Le « PopArt package » est une intervention de santé publique assez complète basée sur la visite à domicile de travailleurs communautaires, avec de multiples services (vaccination, suivi anténatal, dépistage de la tuberculose et du VIH, dont un dépistage de la TB systématique de toute la famille à domicile, avec analyse des échantillons en GenXpert pour les personnes VIH + et en culture standard pour les personnes VIH-.
L’étude a recensé 253 000 personnes, obtenu 212 000 consentements de participation, 209 000 ont été screenés, 2 583 avaient des symptômes de TB, 2 114 ont eu un prélèvement biologique (examen des crachats selon l’une ou l’autre technique en fonction du statut VIH), 1 918 reçoivent le résultat et 167 (8.7%) sont diagnostiqués positifs ; 133 débutent un traitement anti-TB. 1 003 patients au total avaient la tuberculose, mais les 5/6èmes étaient déjà pris en charge.

HIV-Associated XDR TB Is Transmitted in Households and Hospitals in South Africa
Sara C. Auld - Emory Univ, Atlanta, GA, USA
La Tuberculose XDR associée au VIH se transmet àa domicile et dans les hôpitaux en Afrique du Sud
Dans les analyses de cohortes d’Afrique du sud (TRAX), 70% des patients ayant une MDR-TB ont une forme « acquise » et pas d’ATCD de traitement de tuberculose, ce qui démontre la très bonne transmissibilité des formes résistantes.
L’étude a été menée au Kwazulu-Natal où la prévalence du VIH et de la TB est très élevée, avec une étude phylogénétique permettant de relier entre elles les souches isolées chez différents patients, ainsi qu’une étude sociale (contacts hospitaliers, domestiques, au travail etc…) et de facteur de risque ; 404 patients porteurs d’une TB-XDR ont été identifiés et inclus pendant la période de l’étude (2010-2014); 77% d’entre-eux sont infectés par le VIH (57% étaient traités et 88% des traités avaient une CV indétectable).
L’étude met en évidence des transmissions intrafamiliales, ainsi que dans le voisinage immédiat des cas, et à l’hôpital, avec notamment des patients hospitalisés plus de 6 mois sans que le diagnostic de TB-XDR ne soit fait et que des mesures de prévention de la transmission ne soit prises.
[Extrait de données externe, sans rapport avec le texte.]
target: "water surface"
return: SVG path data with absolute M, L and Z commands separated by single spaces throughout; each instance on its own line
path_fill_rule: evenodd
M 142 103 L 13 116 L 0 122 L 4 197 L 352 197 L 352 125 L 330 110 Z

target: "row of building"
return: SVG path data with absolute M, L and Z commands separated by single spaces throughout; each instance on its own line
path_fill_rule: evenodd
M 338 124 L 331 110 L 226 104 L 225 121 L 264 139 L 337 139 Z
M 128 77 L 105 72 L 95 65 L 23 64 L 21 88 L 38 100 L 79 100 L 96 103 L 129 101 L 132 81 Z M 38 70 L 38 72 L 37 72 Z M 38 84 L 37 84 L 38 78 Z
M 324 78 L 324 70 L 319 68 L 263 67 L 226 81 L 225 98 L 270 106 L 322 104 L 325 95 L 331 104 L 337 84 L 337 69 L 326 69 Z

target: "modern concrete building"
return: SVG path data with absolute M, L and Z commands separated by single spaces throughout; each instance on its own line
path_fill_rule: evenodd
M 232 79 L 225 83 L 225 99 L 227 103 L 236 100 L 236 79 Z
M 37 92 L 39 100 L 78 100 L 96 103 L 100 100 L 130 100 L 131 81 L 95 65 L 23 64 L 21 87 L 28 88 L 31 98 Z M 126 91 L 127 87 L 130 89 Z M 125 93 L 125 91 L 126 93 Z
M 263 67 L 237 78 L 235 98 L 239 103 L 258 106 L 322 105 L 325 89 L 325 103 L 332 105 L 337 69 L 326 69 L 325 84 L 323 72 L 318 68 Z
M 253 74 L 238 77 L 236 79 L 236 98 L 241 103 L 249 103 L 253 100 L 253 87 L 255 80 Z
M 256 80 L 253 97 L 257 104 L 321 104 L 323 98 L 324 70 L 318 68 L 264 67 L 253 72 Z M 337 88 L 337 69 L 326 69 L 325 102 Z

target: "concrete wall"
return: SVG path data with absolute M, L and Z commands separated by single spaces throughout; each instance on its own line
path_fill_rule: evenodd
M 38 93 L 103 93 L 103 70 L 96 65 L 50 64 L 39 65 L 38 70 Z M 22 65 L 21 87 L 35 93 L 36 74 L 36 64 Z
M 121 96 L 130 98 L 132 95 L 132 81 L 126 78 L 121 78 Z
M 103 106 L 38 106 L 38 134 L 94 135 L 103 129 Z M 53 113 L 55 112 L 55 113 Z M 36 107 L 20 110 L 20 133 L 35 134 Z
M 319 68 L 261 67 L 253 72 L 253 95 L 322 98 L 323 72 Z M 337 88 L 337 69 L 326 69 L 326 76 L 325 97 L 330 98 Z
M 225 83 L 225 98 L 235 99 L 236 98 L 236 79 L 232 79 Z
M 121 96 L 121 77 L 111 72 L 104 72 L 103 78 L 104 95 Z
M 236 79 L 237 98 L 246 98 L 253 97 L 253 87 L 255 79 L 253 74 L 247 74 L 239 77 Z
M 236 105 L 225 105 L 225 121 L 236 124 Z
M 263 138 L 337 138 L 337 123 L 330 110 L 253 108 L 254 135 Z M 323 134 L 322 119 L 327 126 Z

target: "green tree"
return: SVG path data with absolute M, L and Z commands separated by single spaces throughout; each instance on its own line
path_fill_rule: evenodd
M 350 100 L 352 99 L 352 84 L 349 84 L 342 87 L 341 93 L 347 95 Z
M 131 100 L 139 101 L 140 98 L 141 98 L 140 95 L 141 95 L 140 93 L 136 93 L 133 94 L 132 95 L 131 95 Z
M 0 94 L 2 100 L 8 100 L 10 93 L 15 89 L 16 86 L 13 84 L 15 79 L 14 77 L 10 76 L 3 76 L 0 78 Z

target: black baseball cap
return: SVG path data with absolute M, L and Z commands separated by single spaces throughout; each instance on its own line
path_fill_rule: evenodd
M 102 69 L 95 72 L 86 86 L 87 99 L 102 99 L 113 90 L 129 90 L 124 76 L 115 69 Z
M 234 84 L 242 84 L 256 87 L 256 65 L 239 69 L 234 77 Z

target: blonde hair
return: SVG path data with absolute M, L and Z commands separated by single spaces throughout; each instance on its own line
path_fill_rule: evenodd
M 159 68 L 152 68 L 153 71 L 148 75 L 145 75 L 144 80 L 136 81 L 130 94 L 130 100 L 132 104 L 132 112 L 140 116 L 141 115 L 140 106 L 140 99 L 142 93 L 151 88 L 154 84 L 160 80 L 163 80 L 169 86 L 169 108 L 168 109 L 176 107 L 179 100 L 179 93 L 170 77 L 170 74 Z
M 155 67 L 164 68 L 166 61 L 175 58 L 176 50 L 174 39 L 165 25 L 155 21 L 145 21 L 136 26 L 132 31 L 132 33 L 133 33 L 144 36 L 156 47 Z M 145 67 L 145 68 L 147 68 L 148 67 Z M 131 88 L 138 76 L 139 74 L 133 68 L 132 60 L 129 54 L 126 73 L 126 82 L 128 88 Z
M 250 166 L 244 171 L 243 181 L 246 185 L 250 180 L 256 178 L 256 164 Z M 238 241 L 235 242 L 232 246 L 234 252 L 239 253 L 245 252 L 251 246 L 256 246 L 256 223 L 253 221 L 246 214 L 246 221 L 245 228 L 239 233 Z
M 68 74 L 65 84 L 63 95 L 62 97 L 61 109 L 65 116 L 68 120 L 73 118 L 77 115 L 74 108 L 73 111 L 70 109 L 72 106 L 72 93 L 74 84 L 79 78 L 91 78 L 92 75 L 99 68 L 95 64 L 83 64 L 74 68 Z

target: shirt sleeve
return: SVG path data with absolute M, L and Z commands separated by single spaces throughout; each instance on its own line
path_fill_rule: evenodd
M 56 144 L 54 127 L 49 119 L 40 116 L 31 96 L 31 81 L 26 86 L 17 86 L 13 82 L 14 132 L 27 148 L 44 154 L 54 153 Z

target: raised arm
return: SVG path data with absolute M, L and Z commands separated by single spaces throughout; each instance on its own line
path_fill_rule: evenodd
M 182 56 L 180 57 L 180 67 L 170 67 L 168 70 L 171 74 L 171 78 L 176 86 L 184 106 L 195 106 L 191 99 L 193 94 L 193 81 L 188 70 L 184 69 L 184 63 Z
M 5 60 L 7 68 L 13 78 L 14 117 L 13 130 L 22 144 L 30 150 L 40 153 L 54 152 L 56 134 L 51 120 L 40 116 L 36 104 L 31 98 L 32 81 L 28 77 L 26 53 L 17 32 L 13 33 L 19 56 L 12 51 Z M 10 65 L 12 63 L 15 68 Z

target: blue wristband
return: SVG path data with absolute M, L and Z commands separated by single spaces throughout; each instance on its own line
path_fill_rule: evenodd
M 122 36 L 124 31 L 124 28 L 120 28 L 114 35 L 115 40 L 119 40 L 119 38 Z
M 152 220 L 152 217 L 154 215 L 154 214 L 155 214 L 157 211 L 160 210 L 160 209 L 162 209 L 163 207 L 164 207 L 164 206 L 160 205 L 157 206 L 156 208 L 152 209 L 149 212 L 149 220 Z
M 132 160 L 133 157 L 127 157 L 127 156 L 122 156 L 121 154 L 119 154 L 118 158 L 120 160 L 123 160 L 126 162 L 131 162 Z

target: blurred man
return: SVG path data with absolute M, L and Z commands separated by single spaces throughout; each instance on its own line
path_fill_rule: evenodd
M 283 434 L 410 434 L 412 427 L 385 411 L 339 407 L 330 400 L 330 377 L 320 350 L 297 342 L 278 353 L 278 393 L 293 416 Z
Un lien épidémiologique entre les patients et les souches est fait pour 122 (30%) des cas.

Beta-Lactams Against TB: Teaching a New Trick to an Old Dog

Andreas H. Diacon - Stellenbosch Univ, Bellville, South Africa
Les B-lactamines contre la tuberculose : apprendre la grimace à un vieux singe…

Les mycobactéries produisent un haut niveau de B-lactamases, ce qui les avait initialement écartées de l’arsenal des antibiotiques dédiés au traitement de la tuberculose, mais les carbapenems peuvent avoir une certaine efficacité, en particulier si on les combine, in vitro, à de l’acide clavulanique. Dans la mesure où il n’y a pas de modèle animal efficace, les antibiotiques dans cette étude ont été testés chez des patients ayant une TB sensible active, avec crachats positifs, pour une étude de bactéricidie in vivo de 14 jours (mesure de la différence de concentration bactérienne dans les expectorations avant et 14 jours après la mise sous traitement). Les antibiotiques utilisés sont le faropenem (po), le meropenem (iv), combinés avec de l’acide clavulanique (po), comparés à un traitement contrôle par quadrithérapie classique.
Le traitement par faropenem par voie orale ne fait pas grand chose (les concentrations sériques de faropenem obtenues sont très faibles), de même que la décroissance bactérienne ; le meropenem fait nettement mieux et le traitement classique est le plus efficace. Les diarrhées sont plus fréquentes dans les deux groupes B-lactamine, par rapport au groupe témoin, probablement liées à l’acide clavulanique.
En conclusion, il y a bien une activité des B-lactamines, le meropenem pourrait avoir un rôle intéressant, l’intérêt de l’acide clavulanique associé doit être interrogé…
Une forme de faropenem modifiée permettrait d’avoir des concentrations sériques dix fois supérieures en restant par voie orale, mais le produit n’est pas encore en phase I…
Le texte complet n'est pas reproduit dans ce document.